For the most part, I think not. National identity is about more than language or skin colour, it’s about feeling comfortable in the place you’re in, knowing where you belong and having a set of references and experiences you can share.
But how can someone who has never seen a country belong there? For years and generations, many Singapore Chinese never set foot in China.
These people created a culture of their own — from laksa to the Nonya kebaya — this culture was a clear fusion of Chinese and indigenous elements.
It was the British with their obsession for classifying, the Singapore government with its determination to foster a Chinese identity and the intolerance of regional governments who made ethnic Chinese feel unwelcome that created this determination for a people to pronounce themselves Chinese.
In other settler-dominated nations like Australia, Argentina and New Zealand you don’t see this as much. Many/most white Australians/New Zealanders are of English descent (unlike the USA where there are all sorts of origins) but for the most part they don’t go around saying they are English though they are in fact at least as English as I am Indian or Singapore Chinese are Chinese.

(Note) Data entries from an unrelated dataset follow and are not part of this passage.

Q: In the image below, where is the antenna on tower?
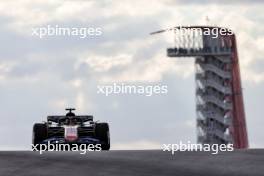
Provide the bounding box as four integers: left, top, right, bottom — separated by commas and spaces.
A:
205, 15, 210, 25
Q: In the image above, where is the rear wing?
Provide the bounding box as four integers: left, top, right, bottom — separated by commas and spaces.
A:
47, 115, 93, 123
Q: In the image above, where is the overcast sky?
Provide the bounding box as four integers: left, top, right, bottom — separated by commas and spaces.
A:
0, 0, 263, 150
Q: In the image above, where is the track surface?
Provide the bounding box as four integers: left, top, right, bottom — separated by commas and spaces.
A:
0, 150, 263, 176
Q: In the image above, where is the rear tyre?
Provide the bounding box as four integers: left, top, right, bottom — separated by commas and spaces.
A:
95, 123, 110, 150
32, 123, 47, 149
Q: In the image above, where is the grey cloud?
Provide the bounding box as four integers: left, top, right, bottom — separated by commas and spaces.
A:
167, 0, 264, 4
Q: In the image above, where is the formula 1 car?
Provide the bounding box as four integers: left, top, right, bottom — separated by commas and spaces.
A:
32, 108, 110, 150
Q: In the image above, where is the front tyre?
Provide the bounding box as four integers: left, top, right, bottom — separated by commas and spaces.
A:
95, 123, 110, 150
32, 123, 47, 146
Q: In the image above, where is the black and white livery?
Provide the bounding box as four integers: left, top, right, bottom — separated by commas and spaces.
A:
32, 108, 110, 150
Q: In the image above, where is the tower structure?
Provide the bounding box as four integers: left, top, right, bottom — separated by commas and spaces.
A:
152, 26, 248, 148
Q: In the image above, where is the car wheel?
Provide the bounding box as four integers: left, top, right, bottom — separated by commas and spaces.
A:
95, 123, 110, 150
32, 123, 47, 146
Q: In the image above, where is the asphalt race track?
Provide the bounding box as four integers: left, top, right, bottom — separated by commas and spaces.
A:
0, 149, 263, 176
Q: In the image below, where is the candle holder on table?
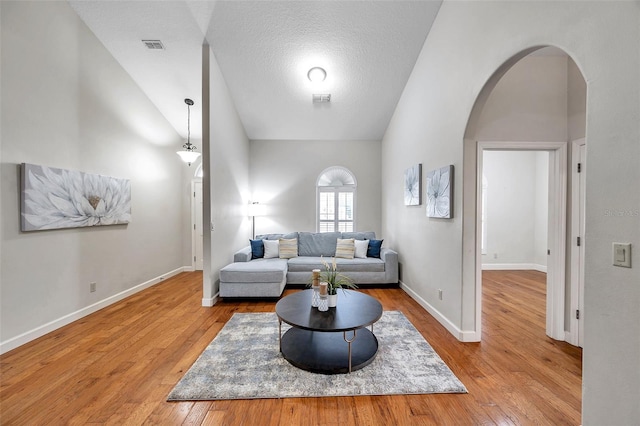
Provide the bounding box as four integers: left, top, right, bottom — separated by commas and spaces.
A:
318, 282, 329, 312
311, 269, 320, 307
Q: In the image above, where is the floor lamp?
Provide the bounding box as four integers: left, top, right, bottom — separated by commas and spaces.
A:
248, 202, 260, 239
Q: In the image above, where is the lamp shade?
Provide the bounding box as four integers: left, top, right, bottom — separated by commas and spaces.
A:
176, 150, 201, 165
247, 202, 266, 217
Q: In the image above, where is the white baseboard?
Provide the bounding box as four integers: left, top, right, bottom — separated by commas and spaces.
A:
482, 263, 547, 273
201, 293, 219, 307
564, 330, 580, 347
399, 281, 479, 342
459, 329, 481, 342
0, 266, 188, 355
565, 330, 573, 344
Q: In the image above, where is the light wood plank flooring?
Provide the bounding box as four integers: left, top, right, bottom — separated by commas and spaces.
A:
0, 270, 582, 425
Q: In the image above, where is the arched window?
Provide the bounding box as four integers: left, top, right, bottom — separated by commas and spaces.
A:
194, 163, 203, 179
316, 167, 357, 232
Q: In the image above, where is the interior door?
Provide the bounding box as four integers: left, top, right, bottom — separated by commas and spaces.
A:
194, 180, 204, 271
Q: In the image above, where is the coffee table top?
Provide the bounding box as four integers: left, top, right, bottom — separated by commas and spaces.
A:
275, 289, 383, 332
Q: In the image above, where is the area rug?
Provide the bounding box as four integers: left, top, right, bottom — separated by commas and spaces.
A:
167, 311, 467, 400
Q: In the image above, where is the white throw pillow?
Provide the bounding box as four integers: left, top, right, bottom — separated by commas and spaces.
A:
354, 239, 369, 259
263, 239, 279, 259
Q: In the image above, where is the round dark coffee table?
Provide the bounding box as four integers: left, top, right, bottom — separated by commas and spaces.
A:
275, 289, 383, 374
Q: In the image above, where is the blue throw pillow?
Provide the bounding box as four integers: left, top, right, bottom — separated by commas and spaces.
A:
250, 239, 264, 259
367, 239, 383, 258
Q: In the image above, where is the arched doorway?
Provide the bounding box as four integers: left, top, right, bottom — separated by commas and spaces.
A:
462, 46, 587, 344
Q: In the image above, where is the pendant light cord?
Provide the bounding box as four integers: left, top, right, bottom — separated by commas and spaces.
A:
187, 102, 191, 147
184, 98, 195, 151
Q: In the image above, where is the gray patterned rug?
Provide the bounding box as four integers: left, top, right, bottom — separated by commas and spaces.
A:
167, 311, 466, 400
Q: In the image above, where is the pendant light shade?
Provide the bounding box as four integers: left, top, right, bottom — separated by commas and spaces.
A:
176, 150, 201, 164
177, 98, 200, 166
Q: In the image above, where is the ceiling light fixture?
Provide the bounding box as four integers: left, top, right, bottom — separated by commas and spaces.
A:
307, 67, 327, 82
176, 98, 201, 166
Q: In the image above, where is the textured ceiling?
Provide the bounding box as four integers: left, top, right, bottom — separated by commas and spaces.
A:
70, 1, 442, 142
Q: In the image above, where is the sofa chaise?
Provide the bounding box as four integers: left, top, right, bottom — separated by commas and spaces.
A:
219, 231, 398, 298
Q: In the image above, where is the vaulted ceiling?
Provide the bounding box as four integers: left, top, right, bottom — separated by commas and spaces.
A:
69, 1, 442, 143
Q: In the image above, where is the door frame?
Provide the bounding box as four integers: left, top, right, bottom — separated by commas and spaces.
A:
476, 141, 568, 341
568, 138, 586, 346
191, 178, 203, 271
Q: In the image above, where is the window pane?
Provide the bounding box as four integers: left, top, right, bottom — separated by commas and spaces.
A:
338, 222, 353, 232
338, 192, 353, 220
319, 221, 335, 232
319, 192, 335, 221
316, 168, 356, 233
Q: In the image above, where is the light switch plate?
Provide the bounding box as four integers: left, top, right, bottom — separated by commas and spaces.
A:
613, 243, 632, 268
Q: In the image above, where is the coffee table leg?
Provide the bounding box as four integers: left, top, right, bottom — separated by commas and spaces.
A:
278, 318, 282, 352
343, 329, 357, 373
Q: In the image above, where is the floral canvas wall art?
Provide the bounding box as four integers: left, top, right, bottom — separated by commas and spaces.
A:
404, 163, 422, 206
426, 165, 453, 218
21, 163, 131, 231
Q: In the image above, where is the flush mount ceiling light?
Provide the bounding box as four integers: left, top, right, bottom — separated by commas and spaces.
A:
307, 67, 327, 82
176, 98, 201, 166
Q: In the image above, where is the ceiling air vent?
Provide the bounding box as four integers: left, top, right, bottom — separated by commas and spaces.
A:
312, 94, 331, 103
142, 40, 165, 50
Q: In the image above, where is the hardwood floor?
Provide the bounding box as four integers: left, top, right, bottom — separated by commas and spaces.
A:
0, 270, 582, 425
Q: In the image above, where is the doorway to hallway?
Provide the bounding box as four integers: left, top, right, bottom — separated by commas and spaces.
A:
476, 141, 568, 342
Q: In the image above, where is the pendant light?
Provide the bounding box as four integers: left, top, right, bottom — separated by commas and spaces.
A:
177, 98, 200, 166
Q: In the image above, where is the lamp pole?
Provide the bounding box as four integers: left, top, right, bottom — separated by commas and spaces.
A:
249, 202, 259, 239
252, 215, 256, 240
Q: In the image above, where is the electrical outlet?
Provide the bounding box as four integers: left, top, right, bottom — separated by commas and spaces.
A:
438, 289, 443, 300
90, 282, 96, 293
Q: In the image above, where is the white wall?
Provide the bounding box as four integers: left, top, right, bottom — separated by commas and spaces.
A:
533, 152, 549, 267
568, 58, 587, 142
475, 55, 569, 142
382, 2, 639, 423
0, 1, 188, 352
482, 151, 548, 270
201, 47, 251, 304
249, 139, 382, 236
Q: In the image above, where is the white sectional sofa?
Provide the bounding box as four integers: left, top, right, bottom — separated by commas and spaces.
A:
219, 231, 398, 298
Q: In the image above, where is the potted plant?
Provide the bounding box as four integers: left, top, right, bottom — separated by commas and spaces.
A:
320, 257, 358, 307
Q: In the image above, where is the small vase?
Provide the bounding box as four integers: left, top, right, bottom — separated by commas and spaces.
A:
318, 294, 328, 312
328, 293, 338, 308
311, 285, 320, 307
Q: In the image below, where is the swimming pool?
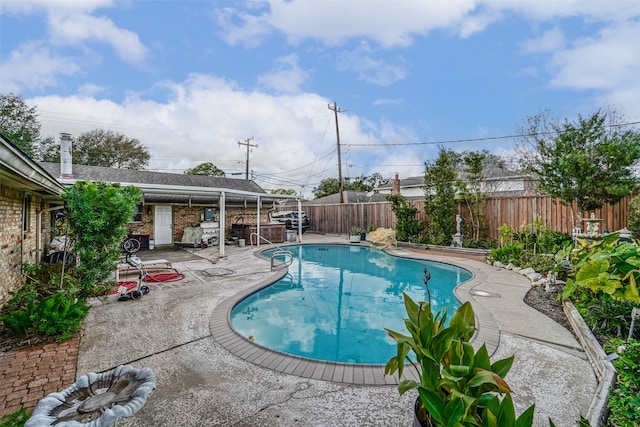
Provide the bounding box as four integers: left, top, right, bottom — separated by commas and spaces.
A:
230, 244, 472, 364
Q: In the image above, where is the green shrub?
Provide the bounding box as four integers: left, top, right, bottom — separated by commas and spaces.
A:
463, 237, 498, 249
536, 229, 572, 254
517, 251, 558, 273
490, 243, 524, 264
0, 407, 30, 427
580, 296, 636, 338
1, 291, 89, 341
603, 338, 640, 427
628, 195, 640, 240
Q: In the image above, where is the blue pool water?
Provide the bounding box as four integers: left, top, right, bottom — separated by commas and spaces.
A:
230, 244, 472, 364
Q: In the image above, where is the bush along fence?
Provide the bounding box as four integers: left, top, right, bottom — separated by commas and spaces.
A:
304, 194, 634, 242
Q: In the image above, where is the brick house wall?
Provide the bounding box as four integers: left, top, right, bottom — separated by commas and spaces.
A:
124, 204, 271, 246
0, 186, 50, 304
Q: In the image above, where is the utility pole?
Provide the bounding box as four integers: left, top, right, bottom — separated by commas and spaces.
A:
328, 102, 344, 203
238, 137, 258, 180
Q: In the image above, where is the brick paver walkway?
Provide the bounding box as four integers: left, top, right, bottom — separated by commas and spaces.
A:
0, 337, 78, 417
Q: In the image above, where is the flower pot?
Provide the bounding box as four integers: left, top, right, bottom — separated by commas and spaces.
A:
349, 235, 361, 243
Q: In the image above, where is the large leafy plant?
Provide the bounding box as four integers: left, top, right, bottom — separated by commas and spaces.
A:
384, 270, 535, 426
559, 233, 640, 304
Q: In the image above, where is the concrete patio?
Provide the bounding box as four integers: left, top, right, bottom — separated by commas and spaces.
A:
73, 233, 597, 427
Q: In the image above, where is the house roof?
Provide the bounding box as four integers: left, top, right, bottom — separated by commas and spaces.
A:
39, 162, 293, 204
1, 133, 63, 196
306, 190, 387, 205
377, 176, 423, 191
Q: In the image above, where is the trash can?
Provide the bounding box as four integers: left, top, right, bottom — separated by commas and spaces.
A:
286, 230, 297, 242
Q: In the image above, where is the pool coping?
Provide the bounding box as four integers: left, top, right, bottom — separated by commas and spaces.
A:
210, 243, 499, 386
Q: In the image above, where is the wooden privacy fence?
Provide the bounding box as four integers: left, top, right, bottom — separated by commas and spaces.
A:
304, 195, 635, 241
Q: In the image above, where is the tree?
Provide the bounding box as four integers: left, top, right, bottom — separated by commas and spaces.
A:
73, 129, 150, 169
517, 109, 640, 226
424, 147, 462, 245
271, 188, 296, 195
0, 93, 41, 157
387, 194, 424, 242
312, 173, 388, 198
459, 150, 487, 243
33, 135, 60, 162
184, 162, 226, 176
62, 181, 142, 297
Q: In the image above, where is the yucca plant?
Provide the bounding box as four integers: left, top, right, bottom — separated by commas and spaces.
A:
384, 269, 535, 426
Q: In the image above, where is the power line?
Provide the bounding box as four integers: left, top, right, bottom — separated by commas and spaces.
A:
344, 120, 640, 147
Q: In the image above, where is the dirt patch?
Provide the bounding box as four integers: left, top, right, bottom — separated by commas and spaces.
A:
523, 285, 573, 332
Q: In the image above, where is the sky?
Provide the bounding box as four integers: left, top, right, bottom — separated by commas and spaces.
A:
2, 0, 640, 198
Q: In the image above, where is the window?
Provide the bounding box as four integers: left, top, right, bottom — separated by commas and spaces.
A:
131, 204, 143, 223
22, 195, 31, 232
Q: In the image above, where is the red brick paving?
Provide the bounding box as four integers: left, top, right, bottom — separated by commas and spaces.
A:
0, 337, 78, 417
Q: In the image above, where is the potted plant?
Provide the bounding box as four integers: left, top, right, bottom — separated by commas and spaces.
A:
349, 227, 361, 243
384, 269, 535, 426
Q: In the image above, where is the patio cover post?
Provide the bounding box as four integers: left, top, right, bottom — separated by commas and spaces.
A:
297, 199, 303, 242
219, 192, 225, 257
256, 195, 261, 247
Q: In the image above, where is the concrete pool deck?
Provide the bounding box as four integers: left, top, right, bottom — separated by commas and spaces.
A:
76, 233, 597, 426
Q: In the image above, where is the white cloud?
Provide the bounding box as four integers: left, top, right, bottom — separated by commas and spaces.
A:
338, 44, 407, 86
48, 12, 148, 64
0, 42, 80, 92
257, 54, 310, 94
217, 0, 478, 48
30, 73, 405, 197
521, 28, 565, 54
549, 21, 640, 90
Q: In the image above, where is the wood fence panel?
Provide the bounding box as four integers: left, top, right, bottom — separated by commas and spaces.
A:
304, 195, 634, 241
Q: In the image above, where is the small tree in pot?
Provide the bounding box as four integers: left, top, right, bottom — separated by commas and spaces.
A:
384, 269, 536, 426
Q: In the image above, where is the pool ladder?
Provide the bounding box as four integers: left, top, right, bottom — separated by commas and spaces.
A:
249, 233, 294, 271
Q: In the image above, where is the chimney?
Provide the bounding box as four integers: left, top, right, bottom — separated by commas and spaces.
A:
392, 173, 400, 195
59, 133, 72, 178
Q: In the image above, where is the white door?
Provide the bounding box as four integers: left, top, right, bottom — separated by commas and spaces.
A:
154, 206, 173, 245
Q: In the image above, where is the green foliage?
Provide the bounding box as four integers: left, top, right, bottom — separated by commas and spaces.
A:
384, 272, 535, 426
184, 162, 226, 176
517, 252, 558, 273
387, 194, 425, 242
62, 181, 142, 296
458, 150, 488, 243
271, 188, 297, 195
603, 339, 640, 427
349, 226, 361, 235
536, 228, 572, 254
73, 129, 150, 169
463, 237, 498, 250
0, 93, 41, 157
579, 296, 636, 338
490, 243, 524, 265
1, 291, 89, 340
312, 173, 387, 199
559, 233, 640, 304
0, 407, 30, 427
424, 147, 462, 245
628, 195, 640, 240
518, 109, 640, 223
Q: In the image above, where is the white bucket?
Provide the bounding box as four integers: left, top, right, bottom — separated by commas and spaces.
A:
238, 238, 245, 247
149, 239, 155, 250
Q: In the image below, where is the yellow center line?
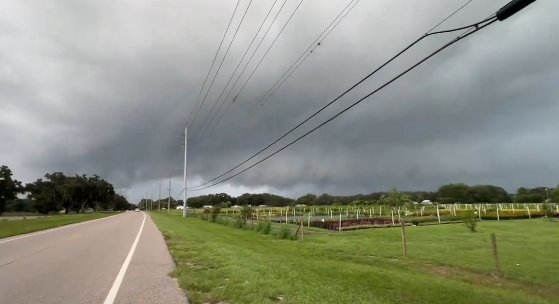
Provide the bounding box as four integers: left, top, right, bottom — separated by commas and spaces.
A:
65, 235, 80, 241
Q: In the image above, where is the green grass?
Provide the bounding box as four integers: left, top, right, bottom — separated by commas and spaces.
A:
0, 212, 118, 238
0, 212, 45, 217
151, 212, 559, 304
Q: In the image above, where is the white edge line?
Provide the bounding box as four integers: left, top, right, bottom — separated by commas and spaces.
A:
0, 212, 126, 245
103, 212, 147, 304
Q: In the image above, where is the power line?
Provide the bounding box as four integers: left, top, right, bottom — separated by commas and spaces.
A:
187, 0, 242, 129
254, 0, 477, 113
248, 0, 362, 114
194, 0, 281, 139
196, 0, 288, 142
202, 0, 471, 140
190, 0, 255, 135
189, 17, 499, 191
427, 0, 474, 34
200, 0, 306, 140
188, 8, 493, 190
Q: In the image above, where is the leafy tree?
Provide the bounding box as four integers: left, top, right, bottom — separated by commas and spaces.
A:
551, 186, 559, 204
0, 165, 23, 215
379, 188, 411, 207
516, 187, 546, 205
25, 179, 60, 214
210, 205, 222, 222
437, 183, 471, 204
22, 172, 118, 214
296, 194, 318, 206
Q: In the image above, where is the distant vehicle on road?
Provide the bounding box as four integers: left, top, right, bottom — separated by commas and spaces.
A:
134, 208, 140, 212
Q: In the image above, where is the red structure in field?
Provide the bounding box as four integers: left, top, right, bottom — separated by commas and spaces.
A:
310, 217, 393, 230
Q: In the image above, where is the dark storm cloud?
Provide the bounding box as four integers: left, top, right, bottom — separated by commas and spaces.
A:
1, 0, 558, 203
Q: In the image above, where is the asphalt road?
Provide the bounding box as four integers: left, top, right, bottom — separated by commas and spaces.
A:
0, 212, 187, 304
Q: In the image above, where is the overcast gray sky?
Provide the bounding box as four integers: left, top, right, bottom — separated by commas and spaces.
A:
1, 0, 558, 204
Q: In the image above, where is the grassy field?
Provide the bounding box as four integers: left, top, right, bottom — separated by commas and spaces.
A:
151, 212, 559, 304
0, 212, 46, 217
0, 212, 118, 239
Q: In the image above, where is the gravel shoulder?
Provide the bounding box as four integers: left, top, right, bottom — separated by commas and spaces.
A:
114, 213, 188, 304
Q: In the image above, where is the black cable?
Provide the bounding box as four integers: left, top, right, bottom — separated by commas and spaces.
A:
199, 0, 306, 140
194, 0, 281, 139
249, 0, 361, 113
186, 0, 241, 129
264, 0, 480, 114
190, 0, 255, 136
204, 0, 472, 139
189, 18, 498, 191
206, 0, 358, 143
427, 0, 474, 34
193, 0, 289, 141
204, 0, 358, 139
188, 16, 497, 190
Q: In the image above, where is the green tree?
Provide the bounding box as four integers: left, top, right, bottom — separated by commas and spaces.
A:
379, 188, 411, 207
25, 179, 60, 214
516, 187, 546, 205
551, 186, 559, 204
0, 165, 23, 215
437, 183, 471, 204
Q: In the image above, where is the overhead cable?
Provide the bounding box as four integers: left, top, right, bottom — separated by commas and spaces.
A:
189, 0, 255, 135
189, 17, 499, 191
247, 0, 362, 113
193, 0, 282, 138
189, 0, 537, 190
186, 0, 242, 129
188, 12, 494, 190
199, 0, 307, 140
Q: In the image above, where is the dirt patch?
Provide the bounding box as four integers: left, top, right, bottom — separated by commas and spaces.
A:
420, 263, 558, 302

But in Singapore we are quite fixated on the idea of “race” (though we mean ethnicity, at best). We commonly say things like: I saw an Indian guy arguing with a Chinese taxi driver. Though we know neither of these guys is Indian or Chinese, they are both Singaporean.
It doesn’t have to be like this. In Thailand a huge number of people (up to 25 million or nearly 40 per cent of the population) are of partial Chinese descent — opposition supremo Thaksin Shinawatra and millions of others all have ancestors from Southern China but they clearly identify as Thai first with Chinese ancestry being, generally, a very secondary part of their identity.
This makes sense to me; while I don’t deny my Indian heritage I am Singaporean first, Westernised second, a Yishun-rep third, a Beyonce fan fourth or something like that. Identity is layered and complex; where does India fit in my identity — somewhere but not too much.
Our ethnic origin is only a part of our identity and trying to equate us with the land of our ancestors will only weaken our actual nation.
If you tell people from birth that they are Chinese, and if they must state their Chineseness over and over again, would you be surprised if some of them end up being loyal to China?